Washington criminal defense attorneys understand that people sometimes face drug charges because they were in a vehicle or a home where drugs were present. This can be particularly true of the owner or resident of the property where the drugs were found. Although a landlord generally cannot be held liable for a tenant’s criminal actions just because he or she failed to evict the tenant, a Washington appeals court recently upheld a conviction of a woman whose boyfriend allegedly had a marijuana grow operation in her home.
According to the appeals court’s opinion, the defendant lived in a home owned by her stepmother with no formal lease agreement. She shared the home with her children, her boyfriend, and her boyfriend’s brother. The police executed a search warrant and found 27 marijuana plants in the back yard, marijuana in the kitchen, and drying marijuana and glass pipes in the basement. The defendant was charged with manufacturing marijuana. She testified that the marijuana was her boyfriend’s and denied any involvement with the marijuana grow. She testified she had asked him to stop, but he did not do so. She admitted it was her choice to allow her boyfriend to remain at the residence.

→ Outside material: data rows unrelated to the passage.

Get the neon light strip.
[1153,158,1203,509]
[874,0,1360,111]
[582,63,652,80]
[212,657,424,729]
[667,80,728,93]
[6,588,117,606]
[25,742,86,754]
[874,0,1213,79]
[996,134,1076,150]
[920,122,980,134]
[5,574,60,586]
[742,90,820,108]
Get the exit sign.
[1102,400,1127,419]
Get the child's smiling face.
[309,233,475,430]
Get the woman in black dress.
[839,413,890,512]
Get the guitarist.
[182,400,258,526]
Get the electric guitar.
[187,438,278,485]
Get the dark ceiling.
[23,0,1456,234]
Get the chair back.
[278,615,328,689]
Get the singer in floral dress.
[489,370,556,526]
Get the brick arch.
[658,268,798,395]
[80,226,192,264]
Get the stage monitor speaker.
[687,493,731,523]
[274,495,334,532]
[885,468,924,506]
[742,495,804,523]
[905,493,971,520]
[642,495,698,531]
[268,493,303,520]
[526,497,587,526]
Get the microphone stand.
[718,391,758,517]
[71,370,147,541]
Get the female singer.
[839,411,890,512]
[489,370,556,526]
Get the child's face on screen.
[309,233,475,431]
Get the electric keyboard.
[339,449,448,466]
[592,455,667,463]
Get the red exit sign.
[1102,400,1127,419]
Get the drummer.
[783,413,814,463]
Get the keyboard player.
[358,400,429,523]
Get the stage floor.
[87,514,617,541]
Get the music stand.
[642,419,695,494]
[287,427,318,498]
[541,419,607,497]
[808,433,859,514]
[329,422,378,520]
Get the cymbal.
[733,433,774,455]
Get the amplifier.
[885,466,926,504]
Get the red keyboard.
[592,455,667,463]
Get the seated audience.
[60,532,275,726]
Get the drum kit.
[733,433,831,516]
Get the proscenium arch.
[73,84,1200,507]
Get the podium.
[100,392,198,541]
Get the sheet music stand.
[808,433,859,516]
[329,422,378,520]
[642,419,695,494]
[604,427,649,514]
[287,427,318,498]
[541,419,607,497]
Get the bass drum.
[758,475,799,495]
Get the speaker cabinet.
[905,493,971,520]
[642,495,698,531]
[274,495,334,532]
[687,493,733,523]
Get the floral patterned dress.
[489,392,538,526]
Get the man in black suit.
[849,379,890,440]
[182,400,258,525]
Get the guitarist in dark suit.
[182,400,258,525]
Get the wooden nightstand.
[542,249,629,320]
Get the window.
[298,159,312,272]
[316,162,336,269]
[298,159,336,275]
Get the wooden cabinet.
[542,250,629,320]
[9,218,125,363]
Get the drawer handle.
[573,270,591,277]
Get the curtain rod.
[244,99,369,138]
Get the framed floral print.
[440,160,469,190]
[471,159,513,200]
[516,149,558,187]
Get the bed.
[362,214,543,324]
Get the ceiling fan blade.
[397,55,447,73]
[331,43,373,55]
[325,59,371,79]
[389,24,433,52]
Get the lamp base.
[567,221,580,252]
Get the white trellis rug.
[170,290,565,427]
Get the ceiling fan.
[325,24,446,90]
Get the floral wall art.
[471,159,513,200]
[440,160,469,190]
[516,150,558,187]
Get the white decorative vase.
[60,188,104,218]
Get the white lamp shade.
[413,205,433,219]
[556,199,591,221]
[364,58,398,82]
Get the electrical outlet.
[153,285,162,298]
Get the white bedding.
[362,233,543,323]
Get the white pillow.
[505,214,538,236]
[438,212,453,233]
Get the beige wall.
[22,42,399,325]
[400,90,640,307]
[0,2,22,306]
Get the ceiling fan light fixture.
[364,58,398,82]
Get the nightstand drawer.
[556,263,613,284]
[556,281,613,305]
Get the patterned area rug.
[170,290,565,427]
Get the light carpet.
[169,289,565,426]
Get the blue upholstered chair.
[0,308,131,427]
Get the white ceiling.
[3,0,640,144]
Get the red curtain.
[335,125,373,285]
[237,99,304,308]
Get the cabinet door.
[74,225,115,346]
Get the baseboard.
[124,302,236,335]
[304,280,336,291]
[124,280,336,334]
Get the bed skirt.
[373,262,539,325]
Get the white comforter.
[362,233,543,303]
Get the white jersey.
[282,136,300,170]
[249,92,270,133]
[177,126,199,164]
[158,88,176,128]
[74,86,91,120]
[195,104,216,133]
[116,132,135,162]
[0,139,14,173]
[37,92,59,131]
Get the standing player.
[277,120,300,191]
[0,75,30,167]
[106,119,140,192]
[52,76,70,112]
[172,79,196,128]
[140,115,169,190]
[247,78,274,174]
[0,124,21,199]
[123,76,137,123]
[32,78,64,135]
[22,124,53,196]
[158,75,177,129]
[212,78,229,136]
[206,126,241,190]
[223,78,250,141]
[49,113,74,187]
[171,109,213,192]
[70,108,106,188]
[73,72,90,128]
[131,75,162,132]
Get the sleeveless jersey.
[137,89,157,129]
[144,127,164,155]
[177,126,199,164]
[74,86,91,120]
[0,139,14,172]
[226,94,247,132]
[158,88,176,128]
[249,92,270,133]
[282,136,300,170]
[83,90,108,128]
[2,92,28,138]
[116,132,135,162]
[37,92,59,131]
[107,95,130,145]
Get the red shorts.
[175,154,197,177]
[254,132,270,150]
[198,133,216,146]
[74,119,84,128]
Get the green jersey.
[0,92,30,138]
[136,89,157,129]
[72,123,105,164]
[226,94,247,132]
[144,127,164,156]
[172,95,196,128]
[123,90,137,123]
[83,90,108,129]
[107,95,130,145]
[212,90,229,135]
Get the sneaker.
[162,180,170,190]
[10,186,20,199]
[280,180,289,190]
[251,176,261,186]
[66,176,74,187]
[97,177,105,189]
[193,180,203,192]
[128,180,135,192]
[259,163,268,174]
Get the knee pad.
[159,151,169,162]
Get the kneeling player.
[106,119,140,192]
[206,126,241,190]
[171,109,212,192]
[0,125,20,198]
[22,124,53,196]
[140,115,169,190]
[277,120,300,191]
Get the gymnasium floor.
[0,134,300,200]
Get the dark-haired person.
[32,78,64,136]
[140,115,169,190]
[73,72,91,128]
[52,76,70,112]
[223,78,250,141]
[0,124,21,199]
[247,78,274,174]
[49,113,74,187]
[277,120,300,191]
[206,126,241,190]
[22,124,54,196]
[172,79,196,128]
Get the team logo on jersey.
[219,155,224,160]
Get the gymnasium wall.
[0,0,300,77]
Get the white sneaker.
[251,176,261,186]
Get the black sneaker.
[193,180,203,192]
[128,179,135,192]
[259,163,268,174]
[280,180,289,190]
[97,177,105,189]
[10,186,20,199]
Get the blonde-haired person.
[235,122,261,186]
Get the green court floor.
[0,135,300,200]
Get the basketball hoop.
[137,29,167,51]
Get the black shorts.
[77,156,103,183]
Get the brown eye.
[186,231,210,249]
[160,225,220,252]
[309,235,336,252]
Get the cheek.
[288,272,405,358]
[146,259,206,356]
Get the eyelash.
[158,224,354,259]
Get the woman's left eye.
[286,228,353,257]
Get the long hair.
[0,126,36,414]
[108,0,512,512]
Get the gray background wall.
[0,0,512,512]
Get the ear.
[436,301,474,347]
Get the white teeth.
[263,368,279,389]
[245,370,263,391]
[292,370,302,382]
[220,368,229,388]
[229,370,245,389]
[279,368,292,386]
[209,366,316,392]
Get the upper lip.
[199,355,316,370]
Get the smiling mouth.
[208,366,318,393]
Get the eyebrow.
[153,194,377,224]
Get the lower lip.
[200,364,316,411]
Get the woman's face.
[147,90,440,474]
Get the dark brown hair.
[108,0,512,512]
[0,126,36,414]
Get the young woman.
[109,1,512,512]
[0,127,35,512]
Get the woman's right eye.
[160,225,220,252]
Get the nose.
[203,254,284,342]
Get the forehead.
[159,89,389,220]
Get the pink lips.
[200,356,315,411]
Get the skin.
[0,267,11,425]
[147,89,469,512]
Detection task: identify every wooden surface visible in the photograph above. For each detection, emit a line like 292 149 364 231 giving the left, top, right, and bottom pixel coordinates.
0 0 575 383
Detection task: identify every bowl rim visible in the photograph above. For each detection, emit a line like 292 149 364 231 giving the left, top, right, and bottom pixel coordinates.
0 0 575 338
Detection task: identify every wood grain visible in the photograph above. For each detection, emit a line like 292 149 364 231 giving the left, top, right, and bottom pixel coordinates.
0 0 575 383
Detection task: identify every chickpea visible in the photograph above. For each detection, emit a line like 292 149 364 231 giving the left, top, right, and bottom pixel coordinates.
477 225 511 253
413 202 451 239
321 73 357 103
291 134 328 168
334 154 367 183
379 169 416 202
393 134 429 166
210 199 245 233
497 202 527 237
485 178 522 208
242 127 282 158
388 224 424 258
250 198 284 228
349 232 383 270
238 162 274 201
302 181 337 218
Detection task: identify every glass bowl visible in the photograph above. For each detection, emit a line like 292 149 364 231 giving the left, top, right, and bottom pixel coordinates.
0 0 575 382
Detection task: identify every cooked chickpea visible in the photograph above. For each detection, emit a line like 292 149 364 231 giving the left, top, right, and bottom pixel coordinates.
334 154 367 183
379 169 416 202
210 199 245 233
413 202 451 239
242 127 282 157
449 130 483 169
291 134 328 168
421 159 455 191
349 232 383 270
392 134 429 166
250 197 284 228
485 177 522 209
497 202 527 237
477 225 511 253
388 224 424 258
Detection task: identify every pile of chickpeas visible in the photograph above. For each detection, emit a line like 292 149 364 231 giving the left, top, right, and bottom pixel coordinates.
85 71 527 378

The jury instruction on the definition of manufacture stated it is “the direct or indirect production, preparation, propagation or processing of any controlled substance.” The defendant’s attorney objected to the instruction, contending that it was vague and misleading. The state argued the defendant acted as a de facto landlord and was therefore responsible for providing a location for the grow operation. The state argued the defendant had dominion and control over the property and therefore had direct or indirect involvement in manufacturing marijuana. The jury asked the court to define “indirect” during its deliberations, and the court referred them to the jury instructions. The jury convicted the defendant.